What is our primary use case?
We used it for initial discovery and analysis and for reviewing the product. We were doing a trial. We had uploaded code on the Veracode server for analysis.
We used the cloud service or the cloud website where you could interact and identify the artifacts that you wanted to be reviewed, analyzed, and reported on. There was a plugin that we used with some of our IDs. It probably was Greenlight.
How has it helped my organization?
It pointed out some areas to be improved that we were not aware of. That was very helpful because if you don't know that there is a problem, you can't fix it.
What is most valuable?
The analysis of the vulnerabilities and the results are the most valuable features.
What needs improvement?
It can have more APIs and capabilities to handle other things well. We were doing a trial for it. There were two things that I looked at: one was uploading some Java-related content and the other was uploading database SQL files and having the review done on the quarterback.
The Java portion of it worked fine, and it was pretty seamless, but the database portion was not. We uploaded some files to use for vulnerabilities, and the tell-all portion of it was pretty easy. We uploaded a war file and Java files, and we got the reports back on these. They were pretty clear to understand. We did the same thing for the database portion for the most part. However, the content wasn't getting uploaded in a predictable fashion, and it was slow and hard to get done. We had to do it over and over. After it indicated that the content was uploaded, there were no results. There were zero search findings. It was possibly a user error, something that we didn't do correctly, but they had acknowledged that it was something they were currently enhancing. This is something that could be made easier if they haven't already done that. I don't know how many releases they've had in that timeframe. I haven't looked at it since then. It was a trial period.

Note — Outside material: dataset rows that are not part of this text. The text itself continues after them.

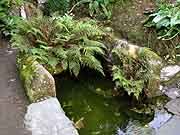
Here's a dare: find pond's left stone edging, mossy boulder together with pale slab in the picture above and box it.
[18,57,78,135]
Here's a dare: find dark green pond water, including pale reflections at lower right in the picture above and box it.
[55,73,173,135]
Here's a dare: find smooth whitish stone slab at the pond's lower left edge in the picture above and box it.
[25,98,78,135]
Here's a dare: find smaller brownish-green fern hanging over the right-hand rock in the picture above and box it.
[112,48,151,99]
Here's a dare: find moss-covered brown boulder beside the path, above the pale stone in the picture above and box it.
[19,57,56,102]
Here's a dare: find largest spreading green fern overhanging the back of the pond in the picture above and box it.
[11,15,105,76]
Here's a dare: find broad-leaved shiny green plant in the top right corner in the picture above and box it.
[145,2,180,40]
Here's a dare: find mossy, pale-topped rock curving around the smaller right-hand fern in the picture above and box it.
[112,39,162,98]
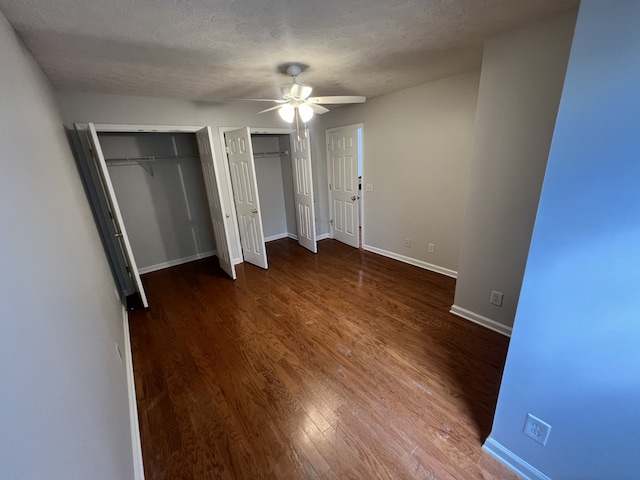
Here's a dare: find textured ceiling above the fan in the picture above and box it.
[0,0,578,101]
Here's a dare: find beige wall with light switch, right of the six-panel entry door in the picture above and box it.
[314,72,479,274]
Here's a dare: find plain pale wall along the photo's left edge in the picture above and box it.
[0,13,133,480]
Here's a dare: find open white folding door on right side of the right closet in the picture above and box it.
[292,135,318,253]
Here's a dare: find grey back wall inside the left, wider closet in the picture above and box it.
[99,133,215,273]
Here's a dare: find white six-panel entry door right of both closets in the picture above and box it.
[327,126,360,248]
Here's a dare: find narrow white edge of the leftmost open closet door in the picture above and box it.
[86,123,149,308]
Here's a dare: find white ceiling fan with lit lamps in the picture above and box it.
[245,64,366,123]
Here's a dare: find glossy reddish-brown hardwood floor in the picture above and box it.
[130,239,518,480]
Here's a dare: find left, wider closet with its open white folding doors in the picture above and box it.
[75,123,236,309]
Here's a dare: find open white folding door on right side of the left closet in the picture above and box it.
[196,127,236,280]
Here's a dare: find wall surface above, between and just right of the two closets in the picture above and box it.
[57,92,328,258]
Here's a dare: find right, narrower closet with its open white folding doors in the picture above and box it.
[220,127,317,268]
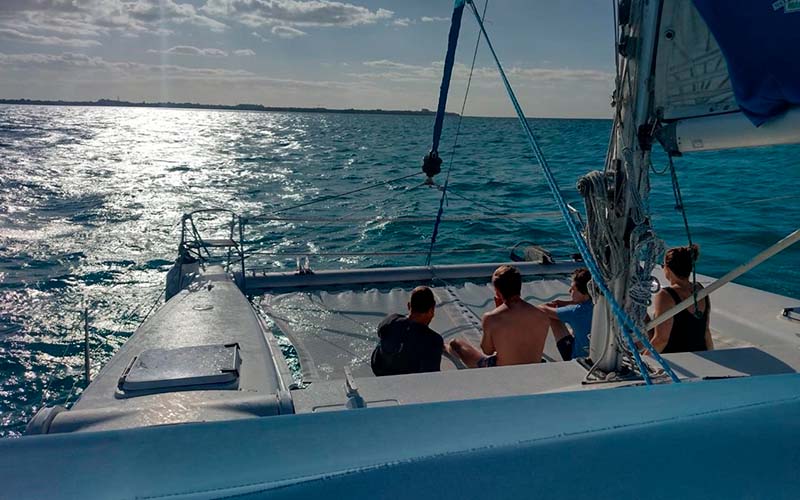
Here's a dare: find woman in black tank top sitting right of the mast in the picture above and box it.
[650,245,714,353]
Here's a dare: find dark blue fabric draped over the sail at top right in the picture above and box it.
[694,0,800,126]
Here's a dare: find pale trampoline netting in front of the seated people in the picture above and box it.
[262,277,569,382]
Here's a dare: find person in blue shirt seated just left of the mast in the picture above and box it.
[539,267,594,361]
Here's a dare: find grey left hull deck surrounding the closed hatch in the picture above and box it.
[51,269,291,432]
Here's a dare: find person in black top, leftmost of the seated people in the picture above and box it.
[371,286,444,377]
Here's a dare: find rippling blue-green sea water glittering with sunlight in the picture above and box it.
[0,106,800,437]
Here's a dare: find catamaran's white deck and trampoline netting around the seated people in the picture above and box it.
[250,263,800,413]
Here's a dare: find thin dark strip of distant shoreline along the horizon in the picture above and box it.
[0,99,458,116]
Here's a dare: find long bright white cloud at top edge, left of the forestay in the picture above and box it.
[200,0,394,27]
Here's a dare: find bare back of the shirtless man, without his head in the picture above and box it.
[481,297,549,366]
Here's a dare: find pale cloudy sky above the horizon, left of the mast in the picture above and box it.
[0,0,614,118]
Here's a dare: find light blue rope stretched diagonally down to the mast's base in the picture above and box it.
[467,0,680,385]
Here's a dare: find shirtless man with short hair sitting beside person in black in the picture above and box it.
[449,266,547,368]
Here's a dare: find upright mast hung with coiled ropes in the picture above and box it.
[579,0,663,372]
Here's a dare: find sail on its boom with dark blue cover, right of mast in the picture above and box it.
[653,0,800,154]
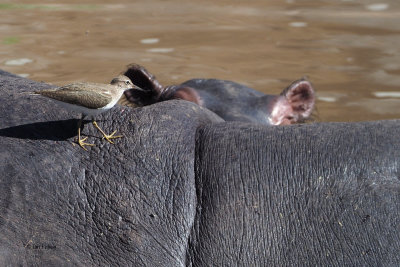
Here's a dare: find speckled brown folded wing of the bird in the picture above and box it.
[36,84,112,109]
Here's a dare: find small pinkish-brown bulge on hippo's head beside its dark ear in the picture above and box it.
[160,85,203,106]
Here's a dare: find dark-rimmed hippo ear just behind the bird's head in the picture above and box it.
[122,63,162,95]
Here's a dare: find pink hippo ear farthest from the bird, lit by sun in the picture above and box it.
[269,80,315,125]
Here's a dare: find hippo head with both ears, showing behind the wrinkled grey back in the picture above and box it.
[121,64,315,125]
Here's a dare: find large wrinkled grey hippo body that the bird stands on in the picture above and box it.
[0,71,400,266]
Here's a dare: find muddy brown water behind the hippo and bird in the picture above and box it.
[0,0,400,121]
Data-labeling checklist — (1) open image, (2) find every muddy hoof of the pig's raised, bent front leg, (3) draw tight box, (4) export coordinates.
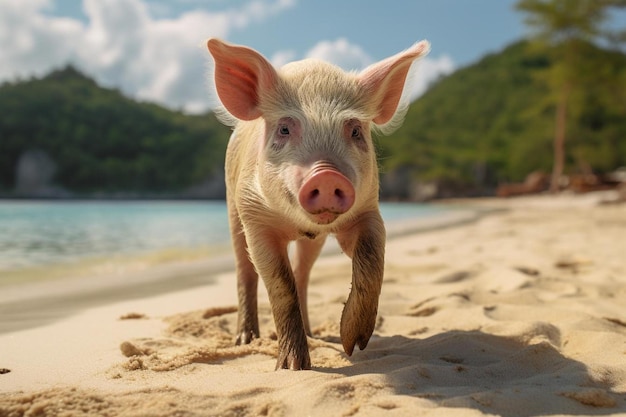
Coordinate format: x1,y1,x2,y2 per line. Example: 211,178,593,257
340,297,377,356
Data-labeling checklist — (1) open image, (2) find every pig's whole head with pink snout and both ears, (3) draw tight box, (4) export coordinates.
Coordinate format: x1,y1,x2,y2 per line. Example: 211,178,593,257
208,39,429,231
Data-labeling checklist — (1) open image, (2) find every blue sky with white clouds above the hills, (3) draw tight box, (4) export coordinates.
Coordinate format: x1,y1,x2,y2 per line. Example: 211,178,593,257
0,0,568,113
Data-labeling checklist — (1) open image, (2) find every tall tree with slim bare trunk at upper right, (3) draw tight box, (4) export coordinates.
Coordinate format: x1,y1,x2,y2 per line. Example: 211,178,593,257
516,0,626,192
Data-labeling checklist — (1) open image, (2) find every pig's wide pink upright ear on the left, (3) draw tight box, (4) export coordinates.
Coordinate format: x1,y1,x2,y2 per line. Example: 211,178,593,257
207,39,278,120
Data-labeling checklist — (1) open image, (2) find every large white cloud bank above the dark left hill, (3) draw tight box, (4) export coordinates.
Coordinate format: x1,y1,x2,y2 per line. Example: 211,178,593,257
0,0,294,111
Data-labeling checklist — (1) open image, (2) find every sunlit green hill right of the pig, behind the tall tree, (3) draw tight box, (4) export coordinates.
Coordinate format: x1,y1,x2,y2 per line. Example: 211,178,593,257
378,42,626,198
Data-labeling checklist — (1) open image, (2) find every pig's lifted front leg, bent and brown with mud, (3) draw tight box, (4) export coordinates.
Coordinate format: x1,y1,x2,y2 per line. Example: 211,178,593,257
337,211,385,355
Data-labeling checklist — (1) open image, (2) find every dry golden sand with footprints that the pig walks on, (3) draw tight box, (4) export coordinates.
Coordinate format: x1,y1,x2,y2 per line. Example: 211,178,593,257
0,194,626,417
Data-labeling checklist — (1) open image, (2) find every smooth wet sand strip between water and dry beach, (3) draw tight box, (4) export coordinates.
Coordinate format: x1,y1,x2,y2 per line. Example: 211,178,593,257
0,204,478,335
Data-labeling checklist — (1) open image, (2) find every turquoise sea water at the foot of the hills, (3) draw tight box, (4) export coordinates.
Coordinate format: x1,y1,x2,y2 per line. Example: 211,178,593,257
0,201,445,274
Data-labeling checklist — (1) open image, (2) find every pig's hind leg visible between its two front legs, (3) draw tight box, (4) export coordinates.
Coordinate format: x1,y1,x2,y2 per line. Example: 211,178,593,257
292,236,326,336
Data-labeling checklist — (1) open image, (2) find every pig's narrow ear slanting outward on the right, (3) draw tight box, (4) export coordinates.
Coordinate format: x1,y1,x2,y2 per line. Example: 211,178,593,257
359,41,430,131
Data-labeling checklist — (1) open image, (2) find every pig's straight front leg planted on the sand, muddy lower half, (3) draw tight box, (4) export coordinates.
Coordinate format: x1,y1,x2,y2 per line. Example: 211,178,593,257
246,230,311,370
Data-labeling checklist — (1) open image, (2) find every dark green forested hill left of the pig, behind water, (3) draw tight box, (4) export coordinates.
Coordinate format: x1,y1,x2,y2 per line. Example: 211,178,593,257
0,67,229,197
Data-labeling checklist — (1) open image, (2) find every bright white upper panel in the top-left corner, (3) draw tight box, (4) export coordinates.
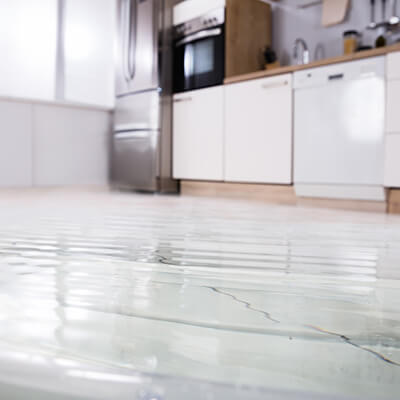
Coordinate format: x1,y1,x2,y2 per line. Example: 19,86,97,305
0,0,58,100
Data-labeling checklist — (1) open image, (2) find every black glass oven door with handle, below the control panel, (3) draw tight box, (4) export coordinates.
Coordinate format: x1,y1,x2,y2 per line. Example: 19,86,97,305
174,25,225,93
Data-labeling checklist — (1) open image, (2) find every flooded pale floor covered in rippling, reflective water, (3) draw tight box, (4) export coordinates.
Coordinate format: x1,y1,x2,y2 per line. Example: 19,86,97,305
0,191,400,400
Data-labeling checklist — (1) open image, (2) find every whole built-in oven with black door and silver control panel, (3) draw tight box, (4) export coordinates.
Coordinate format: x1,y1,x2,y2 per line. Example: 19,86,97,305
174,7,225,93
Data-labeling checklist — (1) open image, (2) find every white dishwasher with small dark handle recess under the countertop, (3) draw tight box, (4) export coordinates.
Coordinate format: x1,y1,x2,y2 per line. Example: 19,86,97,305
294,57,385,201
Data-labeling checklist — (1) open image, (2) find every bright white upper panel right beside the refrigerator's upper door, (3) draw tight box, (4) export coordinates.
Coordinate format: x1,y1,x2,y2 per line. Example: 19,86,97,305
64,0,116,107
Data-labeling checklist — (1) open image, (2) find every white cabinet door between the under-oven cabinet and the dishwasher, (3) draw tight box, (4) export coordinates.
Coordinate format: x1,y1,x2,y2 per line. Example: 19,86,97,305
225,75,292,184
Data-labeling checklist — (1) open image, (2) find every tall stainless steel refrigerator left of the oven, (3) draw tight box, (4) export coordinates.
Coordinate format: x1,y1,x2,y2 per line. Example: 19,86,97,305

What do I think about the stability of the solution?
It seemed fairly stable other than the database portion where the SQL files didn't seem to get uploaded.

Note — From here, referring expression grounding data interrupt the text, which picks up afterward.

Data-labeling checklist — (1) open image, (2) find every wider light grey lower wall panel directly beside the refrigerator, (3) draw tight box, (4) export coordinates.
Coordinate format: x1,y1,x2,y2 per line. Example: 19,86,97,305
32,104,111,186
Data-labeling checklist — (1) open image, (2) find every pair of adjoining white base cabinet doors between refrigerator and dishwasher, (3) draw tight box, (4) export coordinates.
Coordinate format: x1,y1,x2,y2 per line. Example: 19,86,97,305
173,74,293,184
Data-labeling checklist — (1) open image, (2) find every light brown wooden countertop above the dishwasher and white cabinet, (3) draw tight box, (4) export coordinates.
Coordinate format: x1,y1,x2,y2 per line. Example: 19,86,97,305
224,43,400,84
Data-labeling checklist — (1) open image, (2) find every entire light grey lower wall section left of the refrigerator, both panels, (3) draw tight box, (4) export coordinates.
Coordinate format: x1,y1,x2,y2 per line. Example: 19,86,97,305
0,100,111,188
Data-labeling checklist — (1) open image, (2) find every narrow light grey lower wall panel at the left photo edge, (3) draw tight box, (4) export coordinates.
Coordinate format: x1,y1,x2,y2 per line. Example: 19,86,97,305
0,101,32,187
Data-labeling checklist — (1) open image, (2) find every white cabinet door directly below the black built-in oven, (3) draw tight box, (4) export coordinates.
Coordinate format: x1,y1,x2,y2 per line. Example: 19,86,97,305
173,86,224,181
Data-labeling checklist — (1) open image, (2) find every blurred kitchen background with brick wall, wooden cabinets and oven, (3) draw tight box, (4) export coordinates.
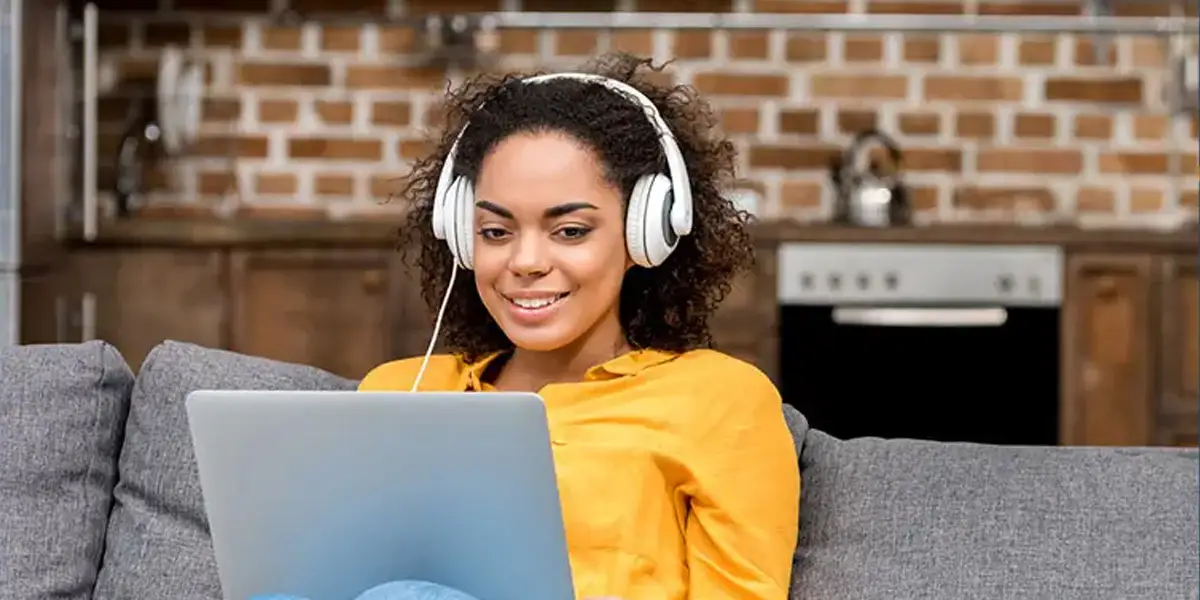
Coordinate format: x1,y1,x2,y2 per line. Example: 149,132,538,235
0,0,1200,446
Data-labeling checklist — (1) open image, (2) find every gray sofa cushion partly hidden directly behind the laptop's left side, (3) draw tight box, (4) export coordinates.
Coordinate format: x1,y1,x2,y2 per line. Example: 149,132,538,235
96,342,356,600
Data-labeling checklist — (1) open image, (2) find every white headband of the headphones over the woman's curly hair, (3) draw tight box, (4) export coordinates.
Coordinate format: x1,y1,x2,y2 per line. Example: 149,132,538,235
433,72,692,239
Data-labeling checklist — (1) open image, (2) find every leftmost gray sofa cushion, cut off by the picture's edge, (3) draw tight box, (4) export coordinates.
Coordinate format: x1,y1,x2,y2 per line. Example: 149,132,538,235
0,342,133,600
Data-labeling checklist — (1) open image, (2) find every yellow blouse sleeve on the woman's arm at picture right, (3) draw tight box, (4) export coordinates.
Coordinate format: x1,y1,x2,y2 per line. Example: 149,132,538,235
685,364,800,600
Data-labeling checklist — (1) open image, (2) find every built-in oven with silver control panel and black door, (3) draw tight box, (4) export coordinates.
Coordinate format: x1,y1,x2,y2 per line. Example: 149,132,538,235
778,244,1063,445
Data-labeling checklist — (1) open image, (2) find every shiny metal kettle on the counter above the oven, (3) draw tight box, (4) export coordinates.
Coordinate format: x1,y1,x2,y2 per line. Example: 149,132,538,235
829,130,912,227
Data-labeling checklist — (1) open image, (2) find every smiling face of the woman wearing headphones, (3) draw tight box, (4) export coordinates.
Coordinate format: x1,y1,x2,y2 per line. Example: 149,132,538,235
474,132,631,352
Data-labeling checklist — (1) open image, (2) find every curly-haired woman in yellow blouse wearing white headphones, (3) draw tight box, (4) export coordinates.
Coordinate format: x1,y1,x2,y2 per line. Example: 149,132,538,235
260,55,799,600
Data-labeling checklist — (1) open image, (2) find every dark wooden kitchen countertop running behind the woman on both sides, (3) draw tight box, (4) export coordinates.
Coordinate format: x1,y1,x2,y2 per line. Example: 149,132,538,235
70,218,1200,252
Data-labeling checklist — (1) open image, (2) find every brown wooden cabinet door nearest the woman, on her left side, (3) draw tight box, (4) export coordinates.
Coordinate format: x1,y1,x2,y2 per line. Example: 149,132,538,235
229,250,391,378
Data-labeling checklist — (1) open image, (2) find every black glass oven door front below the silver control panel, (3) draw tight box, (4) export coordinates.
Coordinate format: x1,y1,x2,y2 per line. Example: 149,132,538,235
780,305,1060,445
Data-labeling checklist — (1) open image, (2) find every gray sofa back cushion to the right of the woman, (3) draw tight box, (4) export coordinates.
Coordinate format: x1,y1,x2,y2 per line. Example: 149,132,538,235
797,430,1200,600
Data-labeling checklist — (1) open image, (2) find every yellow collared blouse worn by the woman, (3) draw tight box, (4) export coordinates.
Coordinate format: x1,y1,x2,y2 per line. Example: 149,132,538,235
359,350,800,600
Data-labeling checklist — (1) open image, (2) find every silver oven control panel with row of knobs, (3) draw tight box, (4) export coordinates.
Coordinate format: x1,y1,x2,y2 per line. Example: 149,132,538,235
778,242,1063,306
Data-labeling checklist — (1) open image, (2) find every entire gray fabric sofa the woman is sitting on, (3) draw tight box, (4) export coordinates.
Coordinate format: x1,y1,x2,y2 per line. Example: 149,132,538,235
0,342,1200,600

What do I think about the scalability of the solution?
I didn't think there would be any concerns. We didn't exercise that. We didn't, in other words, try to upload gazillion artifacts and files. We just uploaded a few just to see how they handle it. It seemed fairly robust.

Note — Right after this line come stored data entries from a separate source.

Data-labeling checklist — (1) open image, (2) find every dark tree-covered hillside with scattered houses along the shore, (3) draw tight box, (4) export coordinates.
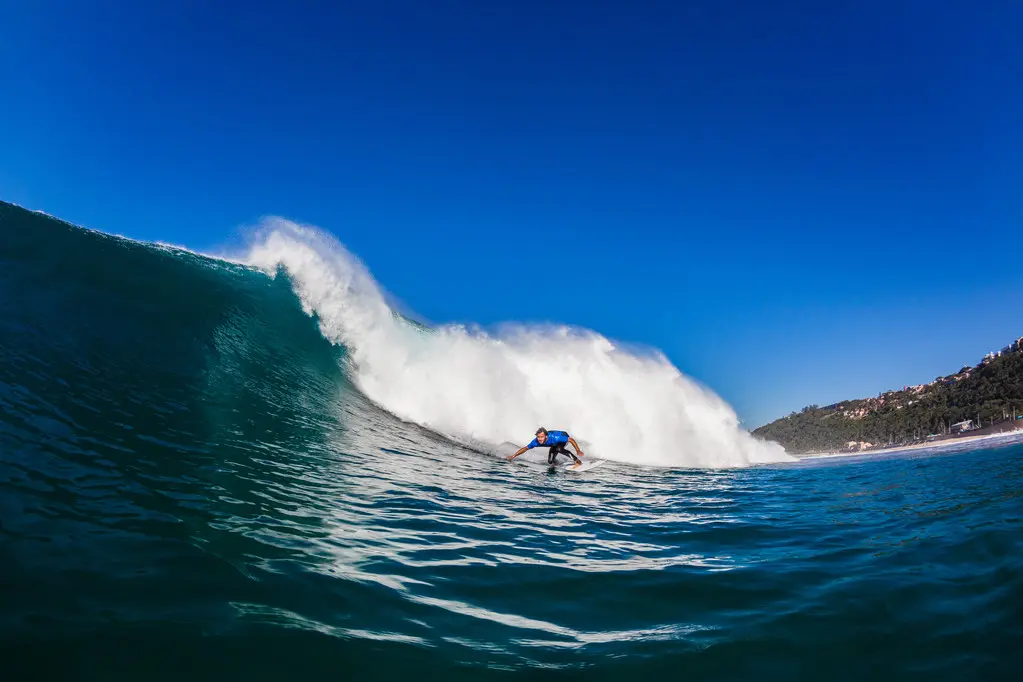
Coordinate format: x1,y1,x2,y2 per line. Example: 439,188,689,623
753,340,1023,453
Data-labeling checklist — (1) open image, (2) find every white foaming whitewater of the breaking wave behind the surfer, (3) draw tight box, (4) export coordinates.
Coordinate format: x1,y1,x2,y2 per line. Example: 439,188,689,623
246,219,791,467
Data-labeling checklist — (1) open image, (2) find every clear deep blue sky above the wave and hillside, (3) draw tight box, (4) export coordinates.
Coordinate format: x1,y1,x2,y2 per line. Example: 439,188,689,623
0,0,1023,425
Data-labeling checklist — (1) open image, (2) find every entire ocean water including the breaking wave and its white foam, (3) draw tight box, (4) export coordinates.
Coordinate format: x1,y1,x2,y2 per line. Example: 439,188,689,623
0,203,1023,680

There were about ten Java and database developers who were using this solution. We were all collectively reviewing it and getting feedback on it.
How are customer service and technical support?
We didn't use their technical support.
Which solution did I use previously and why did I switch?
There was no other solution.
How was the initial setup?
I wasn't that involved in the setup. I was basically a reviewer after it was all done.
What about the implementation team?
I don't think there was any in-house work. I think it was just all on their server. We didn't have any equipment or any software per se other than just downloading a plugin or IDE, which essentially did the same sort of code analysis.
What's my experience with pricing, setup cost, and licensing?
Its cost for what we needed it for was too high. It wasn't too high for other companies and it was competitively priced, but for us, it just didn't fit. We did plan to use it and increase the usage. In the end, it may have been abandoned because of the cost, but I'm not a hundred percent sure. So, even though we had planned on using it more and more, because of the cost and the business conditions of things, we didn't have the opportunity to really use it more.
Which other solutions did I evaluate?
There were a few other solutions we had looked at, but they didn't seem to be as robust. They also didn't have good reviews. That's why we chose this solution.
What other advice do I have?
It is a robust software service for security analysis. It seemed to be pretty full-featured. We didn't exercise every single thing. Just a few of the features didn't seem to be up to snuff for our needs.
I would rate Veracode Manual Penetration Testing an eight out of ten.